Optimized Inference Pipelines: Serving systems such as TensorRT, vLLM, continuous batching, speculative decoding, KV-cache management, and deployment on heterogeneous hardware.
Model Compression & Acceleration: Quantization, pruning, distillation, structured sparsity, and hardware-aware model transformation.
Systems for Generative Models: Optimization of diffusion models, autoregressive video generation, multi-GPU serving for high-resolution outputs, and latency/throughput tradeoffs.
Reliability, Security, and Monitoring: Fault-tolerant training, secure model execution, inference integrity, and system-level debugging and profiling tools.

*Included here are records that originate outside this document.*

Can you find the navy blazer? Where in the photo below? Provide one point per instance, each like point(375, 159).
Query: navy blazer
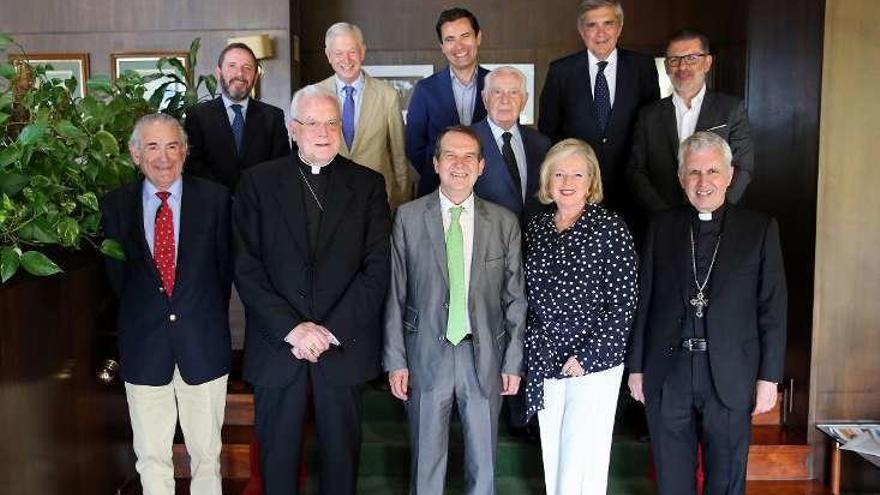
point(496, 184)
point(567, 110)
point(212, 152)
point(191, 328)
point(431, 110)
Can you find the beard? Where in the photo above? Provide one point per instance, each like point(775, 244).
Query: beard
point(237, 95)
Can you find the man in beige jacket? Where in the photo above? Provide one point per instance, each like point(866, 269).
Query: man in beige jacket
point(372, 126)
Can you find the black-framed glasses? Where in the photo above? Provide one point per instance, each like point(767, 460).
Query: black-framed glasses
point(689, 59)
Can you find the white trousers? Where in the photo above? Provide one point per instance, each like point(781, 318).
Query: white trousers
point(154, 413)
point(576, 427)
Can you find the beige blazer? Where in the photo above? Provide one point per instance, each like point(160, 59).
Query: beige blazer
point(378, 138)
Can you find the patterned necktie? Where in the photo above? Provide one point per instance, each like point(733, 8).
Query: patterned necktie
point(348, 116)
point(510, 160)
point(163, 242)
point(237, 126)
point(602, 97)
point(456, 323)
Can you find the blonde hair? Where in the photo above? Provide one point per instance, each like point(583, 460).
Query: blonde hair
point(559, 152)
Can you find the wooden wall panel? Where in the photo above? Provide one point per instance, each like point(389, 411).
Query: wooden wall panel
point(846, 329)
point(99, 27)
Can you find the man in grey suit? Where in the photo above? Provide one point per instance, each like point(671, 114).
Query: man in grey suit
point(653, 166)
point(455, 316)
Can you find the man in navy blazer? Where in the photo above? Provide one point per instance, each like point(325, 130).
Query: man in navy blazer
point(173, 290)
point(447, 98)
point(214, 152)
point(571, 103)
point(513, 153)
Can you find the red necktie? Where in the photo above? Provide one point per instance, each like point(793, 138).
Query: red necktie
point(163, 243)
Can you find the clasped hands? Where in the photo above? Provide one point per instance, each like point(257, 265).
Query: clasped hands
point(309, 340)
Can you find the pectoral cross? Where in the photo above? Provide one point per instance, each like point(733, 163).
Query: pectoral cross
point(699, 303)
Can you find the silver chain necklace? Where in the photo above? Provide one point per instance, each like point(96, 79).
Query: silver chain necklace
point(309, 185)
point(701, 301)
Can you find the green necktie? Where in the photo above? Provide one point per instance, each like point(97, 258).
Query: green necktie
point(456, 323)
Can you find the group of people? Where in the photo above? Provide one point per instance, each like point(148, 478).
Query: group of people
point(513, 272)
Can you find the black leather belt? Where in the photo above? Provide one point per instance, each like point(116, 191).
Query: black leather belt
point(695, 345)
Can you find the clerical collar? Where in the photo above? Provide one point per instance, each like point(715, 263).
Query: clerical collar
point(315, 168)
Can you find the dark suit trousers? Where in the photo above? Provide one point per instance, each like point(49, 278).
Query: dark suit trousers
point(280, 417)
point(686, 411)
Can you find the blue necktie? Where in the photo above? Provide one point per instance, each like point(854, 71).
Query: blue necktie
point(602, 97)
point(237, 127)
point(348, 116)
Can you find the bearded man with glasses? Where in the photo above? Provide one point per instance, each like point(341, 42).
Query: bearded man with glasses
point(691, 107)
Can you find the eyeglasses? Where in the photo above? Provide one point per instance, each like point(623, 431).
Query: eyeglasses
point(313, 125)
point(689, 59)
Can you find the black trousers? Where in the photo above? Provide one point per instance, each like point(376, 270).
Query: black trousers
point(688, 411)
point(280, 417)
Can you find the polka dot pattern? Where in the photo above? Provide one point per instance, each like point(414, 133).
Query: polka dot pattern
point(582, 291)
point(163, 245)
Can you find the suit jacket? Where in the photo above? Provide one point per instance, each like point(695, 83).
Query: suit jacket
point(746, 316)
point(431, 110)
point(282, 283)
point(496, 184)
point(190, 329)
point(653, 165)
point(567, 110)
point(417, 304)
point(212, 153)
point(378, 137)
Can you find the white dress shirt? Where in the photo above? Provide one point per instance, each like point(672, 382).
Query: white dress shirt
point(467, 230)
point(610, 73)
point(686, 118)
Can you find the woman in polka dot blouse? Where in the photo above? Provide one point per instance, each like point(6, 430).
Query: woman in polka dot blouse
point(582, 289)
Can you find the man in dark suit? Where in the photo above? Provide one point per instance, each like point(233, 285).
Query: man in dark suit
point(312, 266)
point(664, 124)
point(708, 341)
point(447, 98)
point(234, 131)
point(600, 110)
point(173, 289)
point(513, 153)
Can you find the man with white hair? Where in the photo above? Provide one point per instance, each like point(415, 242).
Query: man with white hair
point(708, 342)
point(372, 124)
point(513, 153)
point(311, 238)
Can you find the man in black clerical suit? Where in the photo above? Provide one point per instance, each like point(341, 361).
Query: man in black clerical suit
point(692, 107)
point(234, 131)
point(709, 336)
point(595, 94)
point(311, 237)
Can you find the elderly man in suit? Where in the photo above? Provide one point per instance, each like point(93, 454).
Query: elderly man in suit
point(513, 153)
point(447, 98)
point(455, 316)
point(372, 125)
point(173, 289)
point(709, 336)
point(666, 123)
point(234, 131)
point(601, 109)
point(311, 236)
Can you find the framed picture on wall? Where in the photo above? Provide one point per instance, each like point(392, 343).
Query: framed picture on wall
point(527, 117)
point(60, 67)
point(146, 64)
point(402, 77)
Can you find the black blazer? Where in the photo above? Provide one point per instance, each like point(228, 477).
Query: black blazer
point(281, 284)
point(653, 165)
point(212, 153)
point(191, 328)
point(567, 110)
point(746, 317)
point(496, 185)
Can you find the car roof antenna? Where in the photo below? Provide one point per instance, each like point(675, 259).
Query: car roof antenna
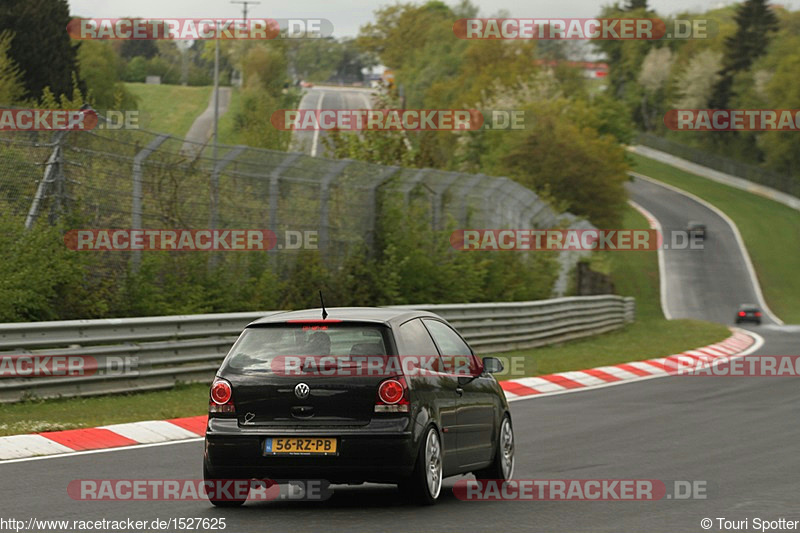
point(322, 302)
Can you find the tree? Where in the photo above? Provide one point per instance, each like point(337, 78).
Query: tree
point(755, 21)
point(697, 81)
point(101, 71)
point(11, 89)
point(41, 47)
point(630, 5)
point(652, 78)
point(138, 48)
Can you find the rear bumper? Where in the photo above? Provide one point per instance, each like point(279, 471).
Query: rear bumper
point(382, 452)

This course is run as a project- and discussion-driven seminar. Students will analyze state-of-the-art papers, present research findings, and design their own system components through hands-on projects. The goal is to develop a holistic understanding of how deep learning workloads interact with hardware and software systems—and how to optimize them for modern scale.

Every few weeks, we will also host a guest lecture from leading researchers and practitioners in deep learning systems, offering firsthand insights into frontier challenges and innovations.

Time: Wednesday, Friday 12:30 PM - 01:45 PM CST

Building: Herzstein Hall

Room: AMP

Start Date: 01/12/2026

End Date: 04/24/2026